Kısa özetinde bile ilgi çekici hikayesi olan biri olduğunu anlayabiliyoruz.
…
Teorimizin Adı: HAMAM BÖCEĞİ
Teorinin hikayesi biraz basit bir olay olarak görülebilir. Fakat ayrıntılı olarak incelediğimizde ders verici bir özellikte olduğunu görüyoruz. Hikaye, bir hamam böceğinin bir restorandaki müşterileri rahatsız etmesi üzerine bir garsonun hamam böceğine karşı nasıl tepki gösterdiğini anlatıyor.
Pichai, bir gün restoranda oturup kahvesini yudumlarken kendi açısından ilginç bir durumla karşılaşır. Olay da hamam böceği bir anda uçarak ortaya çıkar ve restorandaki bir kadının üstüne konar. Kadın panikle bağırıp o korkuyla zıplamaya başlar. Sonra diğer bir kadının üstüne konar. Diğeri de benzer bir davranış sergiler. Doğal olarak bu kişilerin arkadaş grupları da rahatsız olduğundan bir hengame ortamı oluşur. En sonunda orada bulunan bir garsonun yardıma gelmesiyle beraber onun üstüne konar. Fakat garsonun davranışları diğerlerinden farklıydı. Böceğin davranışlarını izlemeye başladı ve hiçbir ani hareket göstermeden.. Sonunda da hamam böceğini eliyle alarak restorandan dışarı atmayı başarır.
Sade ve öz olarak olayımız bu şekilde meydana gelmiş. Şimdi de olaydaki ayrıntılardan bahsedelim.
Pichai, kahvesini tekrar yudumlamaya başlamış ve bir anda olayla ilgili tuhaf düşüncelere anlam vermeye çalışırken bulmuş kendini. Kendi sözlerini okuyalım.
“Yaşanan tüm olayın ardından, acaba ufacık ve bilinçsiz bir canlı olan hamam böceği tüm bu çılgınlığın sorumlusu olarak gösterilebilir miydi? Eğer bu doğruysa garson neden diğerleri gibi rahatsız olmamış, sakinliğini korumuştu? Diğer herkes paniğe kapılıp olayı çözemezken, garson sakinliğini hiçbir şekilde bozmadan olaya sakince yaklaşmıştı. Hayır, problem hamam böceğinde değildi.
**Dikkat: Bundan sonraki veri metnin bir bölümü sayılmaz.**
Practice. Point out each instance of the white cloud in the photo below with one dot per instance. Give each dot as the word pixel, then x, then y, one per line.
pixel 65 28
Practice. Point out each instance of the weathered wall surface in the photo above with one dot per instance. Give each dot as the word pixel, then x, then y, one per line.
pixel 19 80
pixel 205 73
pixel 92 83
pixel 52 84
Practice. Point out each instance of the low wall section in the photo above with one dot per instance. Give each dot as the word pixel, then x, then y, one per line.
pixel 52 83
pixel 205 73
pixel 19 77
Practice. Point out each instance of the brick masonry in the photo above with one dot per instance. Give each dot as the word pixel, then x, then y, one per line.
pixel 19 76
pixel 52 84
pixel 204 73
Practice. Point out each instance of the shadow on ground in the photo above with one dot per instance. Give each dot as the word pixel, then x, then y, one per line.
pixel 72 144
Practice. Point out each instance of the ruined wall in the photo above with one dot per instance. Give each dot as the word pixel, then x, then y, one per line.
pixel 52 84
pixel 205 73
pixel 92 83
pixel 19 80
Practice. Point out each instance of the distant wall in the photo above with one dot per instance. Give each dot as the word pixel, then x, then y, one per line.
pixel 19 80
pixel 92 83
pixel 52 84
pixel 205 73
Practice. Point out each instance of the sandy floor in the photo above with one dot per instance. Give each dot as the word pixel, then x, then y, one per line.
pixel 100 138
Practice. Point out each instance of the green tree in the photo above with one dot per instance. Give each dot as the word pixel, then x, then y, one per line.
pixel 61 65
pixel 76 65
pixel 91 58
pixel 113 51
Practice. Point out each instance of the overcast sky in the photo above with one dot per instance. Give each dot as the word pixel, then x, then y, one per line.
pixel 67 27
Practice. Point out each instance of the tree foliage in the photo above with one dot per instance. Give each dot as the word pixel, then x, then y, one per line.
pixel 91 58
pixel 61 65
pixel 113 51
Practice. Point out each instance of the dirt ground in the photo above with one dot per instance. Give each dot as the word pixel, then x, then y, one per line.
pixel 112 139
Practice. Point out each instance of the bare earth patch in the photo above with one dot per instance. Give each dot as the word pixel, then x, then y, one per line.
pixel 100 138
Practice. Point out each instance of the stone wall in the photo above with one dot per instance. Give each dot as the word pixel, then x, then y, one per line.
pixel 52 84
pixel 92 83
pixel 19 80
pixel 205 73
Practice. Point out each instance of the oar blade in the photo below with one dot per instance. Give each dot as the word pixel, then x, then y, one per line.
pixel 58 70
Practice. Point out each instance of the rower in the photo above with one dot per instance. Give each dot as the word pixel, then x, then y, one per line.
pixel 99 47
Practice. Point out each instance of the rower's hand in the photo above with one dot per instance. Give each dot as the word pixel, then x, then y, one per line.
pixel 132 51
Problem, insanların hamam böceğinden duydukları rahatsızlığı yönetmekteki başarısızlığındaydı. Problem insanlardaydı. O zaman bunun sadece bu ilginç ve basit olayla sınırlı olmadığını, hayatın her alanında benzer durumların yaşandığını fark ettim. Babamın, patronumun ya da karımın davranışları değil, bu davranışlardan duyduğum rahatsızlıkları kontrol altında tutamıyor olmamın beni rahatsız ettiğini anladım. Trafik sıkışıklığından yaşanan rahatsızlık da aynıydı. Trafik sıkışıklığı aslında beni rahatsız etmek için tek başına yeterli değildi. Ben trafik sıkışıklığının yarattığı rahatsızlık hissiyle baş edemediğim için bu olay canımı sıkıyordu. Aynı trafikte sıkışmış olmalarına rağmen “mutsuz” olmayan insanları başka ne açıklayabilirdi ki?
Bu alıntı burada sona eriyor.